Marcus 8:1-21 Het Boek (HTB)
Er waren veel mensen naar Jezus komen luisteren. Toen Hij zag dat zij geen eten meer hadden, riep Hij zijn leerlingen bij Zich. ‘Ik heb met die mensen te doen,’ zei Hij. ‘Zij zijn hier al drie dagen en hebben niets meer te eten. Ik kan ze zo niet naar huis laten gaan. Sommigen komen van heel ver. Ze zouden onderweg flauwvallen van de honger.’ ‘Waar halen we hier ooit brood vandaan?’ vroegen zijn leerlingen. ‘Voor al die mensen! Hier woont immers niemand!’ ‘Hoeveel broden hebben jullie bij je?’ vroeg Hij. ‘Zeven,’ antwoordden zij. Hij zei dat iedereen op de grond moest gaan zitten. Daarna nam Hij de zeven broden, dankte God ervoor en brak ze in stukken. Zijn leerlingen brachten het brood naar de mensen. Er waren ook nog een paar visjes. Hij dankte God ervoor en zei tegen zijn leerlingen dat ze die ook aan de mensen moesten geven.
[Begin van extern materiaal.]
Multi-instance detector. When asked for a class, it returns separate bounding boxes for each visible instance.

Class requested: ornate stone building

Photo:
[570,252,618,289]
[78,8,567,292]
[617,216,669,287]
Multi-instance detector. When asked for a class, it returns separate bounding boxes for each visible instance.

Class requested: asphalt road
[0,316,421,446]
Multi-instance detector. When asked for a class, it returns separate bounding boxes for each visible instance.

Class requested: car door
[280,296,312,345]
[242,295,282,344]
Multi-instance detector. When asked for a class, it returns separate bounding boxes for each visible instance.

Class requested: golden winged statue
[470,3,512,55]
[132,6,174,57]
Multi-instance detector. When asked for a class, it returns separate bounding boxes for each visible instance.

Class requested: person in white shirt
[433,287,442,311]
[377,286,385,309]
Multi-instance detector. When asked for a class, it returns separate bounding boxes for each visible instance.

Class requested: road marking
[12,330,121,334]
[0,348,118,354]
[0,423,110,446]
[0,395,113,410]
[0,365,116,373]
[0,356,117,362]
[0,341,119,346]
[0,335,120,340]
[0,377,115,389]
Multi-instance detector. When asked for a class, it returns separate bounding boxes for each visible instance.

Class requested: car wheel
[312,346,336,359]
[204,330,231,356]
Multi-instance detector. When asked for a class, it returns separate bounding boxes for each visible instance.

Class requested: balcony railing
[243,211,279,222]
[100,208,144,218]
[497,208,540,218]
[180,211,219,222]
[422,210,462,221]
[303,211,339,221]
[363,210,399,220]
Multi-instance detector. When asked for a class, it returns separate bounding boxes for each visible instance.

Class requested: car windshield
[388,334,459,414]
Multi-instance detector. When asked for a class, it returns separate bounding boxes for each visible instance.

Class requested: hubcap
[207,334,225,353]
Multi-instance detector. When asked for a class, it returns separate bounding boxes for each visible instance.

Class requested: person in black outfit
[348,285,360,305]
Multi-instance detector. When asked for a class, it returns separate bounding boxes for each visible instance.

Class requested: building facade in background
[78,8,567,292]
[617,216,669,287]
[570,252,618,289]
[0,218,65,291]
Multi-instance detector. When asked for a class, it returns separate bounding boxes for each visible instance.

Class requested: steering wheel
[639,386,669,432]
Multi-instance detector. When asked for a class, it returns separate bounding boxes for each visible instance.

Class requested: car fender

Iedereen at tot hij genoeg had. Er bleef zelfs nog over. Zeven manden vol. En er waren wel zoʼn vierduizend mensen! Jezus stuurde de mensen naar huis. Direct daarna stapte Hij met zijn leerlingen in de boot en stak over naar Dalmanuta. Er kwamen Farizeeën naar Jezus toe en gingen met Hem in debat. ‘Kunt U God laten bewijzen dat Hij U heeft gestuurd?’ vroegen zij. Zij wilden Hem op de proef stellen. Met een diepe zucht zei Jezus: ‘Waarom wilt u een bewijs hebben? Dat krijgt u niet!’ Hij draaide Zich om en liet hen staan. Hij stapte in de boot en ging naar de overkant van het meer. Maar zijn leerlingen hadden vergeten eten te kopen. Het enige wat zij bij zich hadden, was één brood. Onderweg waarschuwde Hij hen: ‘Pas op voor de gist van Herodes en de Farizeeën!’ Zij dachten dat Hij dit zei omdat zij geen brood bij zich hadden. Jezus wist wel wat er in hen omging en zei: ‘Waarom maken jullie je zorgen over brood? Begrijpen jullie het dan niet? Heb je het nu nog niet door? Jullie hebben nu al zoveel gezien en zoveel gehoord! Het lijkt wel of het jullie niets heeft gedaan. Zijn jullie alweer vergeten wat er gebeurde toen Ik vijf broden uitdeelde aan die vijfduizend mensen? Hoeveel manden hadden jullie nodig om het overschot op te halen?’ ‘Twaalf,’ antwoordden zij. ‘En toen Ik zeven broden aan die vierduizend mensen gaf? Hoeveel bleef er toen over?’ ‘Zeven manden,’ was hun antwoord. Jezus zei: ‘Begrijpen jullie het nu nog niet?’